In this way, the semiconductor device 501 can reduce
photolithography process steps and can prevent a decrease in
breakdown voltage due to the reduction of the process steps.
Further, the gate electrode 810 is formed not only within the gate
trench 813 but also extends opposite the main surface 61S with the
portion of the gate insulating film 840 on the main surface 61S and
the first and second insulators 710 and 720 sandwiched in between
and extends away from the central region 551 beyond the p-type
layer 620 (i.e., extends beyond the location of the p-type layer
620). The gate electrode 810, therefore, carries out the functions
of controlling a main current flowing between the source and drain
electrodes 820 and 830 and achieving the field plate effect during
operation of the semiconductor device 501 (i.e., when the source
electrode 820 is placed at a ground potential and the drain
electrode 830 is placed at a positive potential), thereby improving
the breakdown voltage.
FIGS. 23 and 24 show the results of calculating, using a device
simulator "Medici", the drain-source breakdown voltage of the power
semiconductor device 501 and a power semiconductor device for
comparison which is manufactured by the previously described
manufacturing method not using the second insulator 720. It can be
seen that, while the breakdown voltage of the semiconductor device
for comparison is about 19 volts as shown in FIG. 24, the breakdown
voltage of the semiconductor device 501 is increased to about 44
volts as shown in FIG. 23.
Second Preferred Embodiment
FIG. 25 shows a plan view for explaining a power semiconductor
device 502 according to a second preferred embodiment, FIG. 26
shows a cross-sectional view taken along line 26--26 of FIG. 25,
and FIG. 27 shows a cross-sectional view taken along line 27--27 of
FIG. 25. The semiconductor device 502 is configured by removing the
first and second insulators 710 and 720 from the semiconductor
device 501 (see FIGS. 2-4). In the semiconductor device 502,
therefore, the gate insulating film 840 outside the gate trench 813
extends also into a region where the first and second insulator 710
and 720 had been located. The other parts of the configuration of
the semiconductor device 502 are basically identical to those of
the previously described semiconductor device 501.
Next, a method of manufacturing the semiconductor device 502 is
described with reference also to FIGS. 28 through 38. FIGS. 28A,
29A, and so on through FIG. 38A correspond to FIG. 25; FIGS. 28B,
29B, and so on through FIG. 38B correspond to FIG. 26; and FIGS.
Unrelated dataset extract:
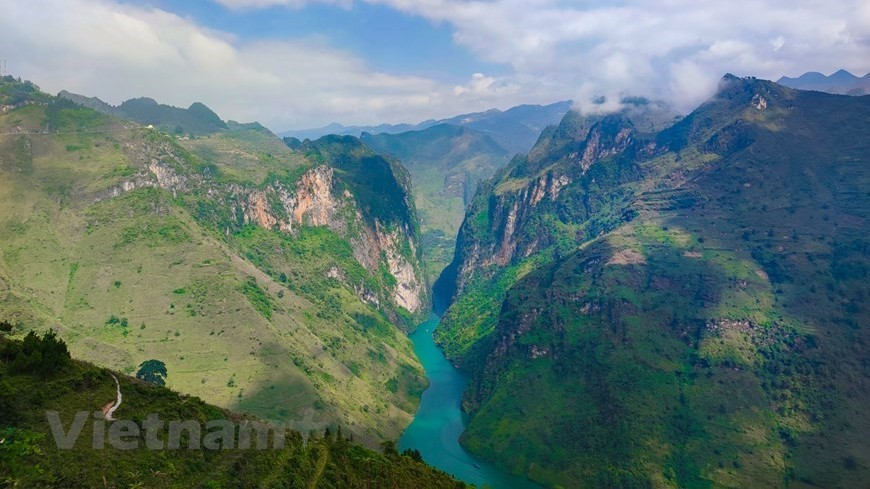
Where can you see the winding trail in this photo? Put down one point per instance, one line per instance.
(109, 409)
28C, 29C, and so on through FIG. 38C correspond to FIG. 27.
First, the process steps until the formation of the n.sup.+ source
layer 630 are performed according to the previously described
manufacturing method of the semiconductor device 501 (see FIG.
12).
Then, the first and second insulators 710 and 720 are removed by
wet etching (see FIG. 28).
Subsequent process steps are basically identical to those in the
previously-described manufacturing method of the semiconductor
device 501. More specifically, the oxide film 911 is formed and
patterned corresponding to the gate trench 813 (see FIG. 29).
Since, in the manufacturing method of the semiconductor device 502,
the first and second insulators 710 and 720 were removed as above
described, the oxide film 911 is formed in contact with the main
surface 61S in a region where the first and second insulators 710
and 720 had been located. Then, the gate trench 813 is formed using
the patterned oxide film 911 as a mask (see FIG. 30).
After removal of the oxide film 911, the gate insulating film 840
is formed (see FIG. 31). Since, in the manufacturing method of the
semiconductor device 502, the first and second insulators 710 and
720 were removed as above described, the gate insulating film 840
extends also into the region where the first and second insulators
710 and 720 had been located.
Subsequently, the polysilicon film 811x is formed (see FIG. 32) and
patterned to form the gate polysilicon electrode 811 (see FIG. 33).
Then, the cap oxide film 850 and the interlayer insulation film 860
are formed (see FIG. 34). The interlayer insulation film 860 and
the cap oxide film 850 are then opened (see FIG. 35) to form the
gate contact hole 819 and the source contact holes 829 (see FIG.
36). Then, an Al--Si film is formed on the interlayer insulation
film 860 and patterned to form the gate aluminum electrode 812 and
the source electrode 820 (see FIG. 37). Further, the drain
electrode 830 is formed (see FIG. 38).
Thus, like the power semiconductor device 501, the power
semiconductor device 502 can reduce photolithography process steps
and can prevent a decrease in breakdown voltage due to the
reduction of the process steps.
At this time, since the semiconductor device 502 does not have the
first and second insulators 710 and 720, the gate insulating film
840 thinner than the first insulator 710 is spread between the
portion of the gate electrode 810 outside the trench 813 and the
main surface 61S. Thus, the portion of the gate electrode 810
outside the trench 813 is closer to the main surface 61S. The
semiconductor device 502, therefore, can further increase the field
plate effect by the gate electrode 810, thereby further improving
the breakdown voltage.
Third Preferred Embodiment
FIG. 39 shows a plan view for explaining a power semiconductor
device 503 according to a third preferred embodiment, FIG. 40 shows
a cross-sectional view taken along line 40--40 of FIG. 39, and FIG.
41 shows a cross-sectional view taken along line 41--41 of FIG. 39.
The semiconductor device 503 is configured by replacing the gate
electrode 810 in the semiconductor device 501 (see FIGS. 2-4) with
a gate electrode 810B. The other parts of the configuration of the
semiconductor device 503 are basically identical to those of the
previously described semiconductor device 501.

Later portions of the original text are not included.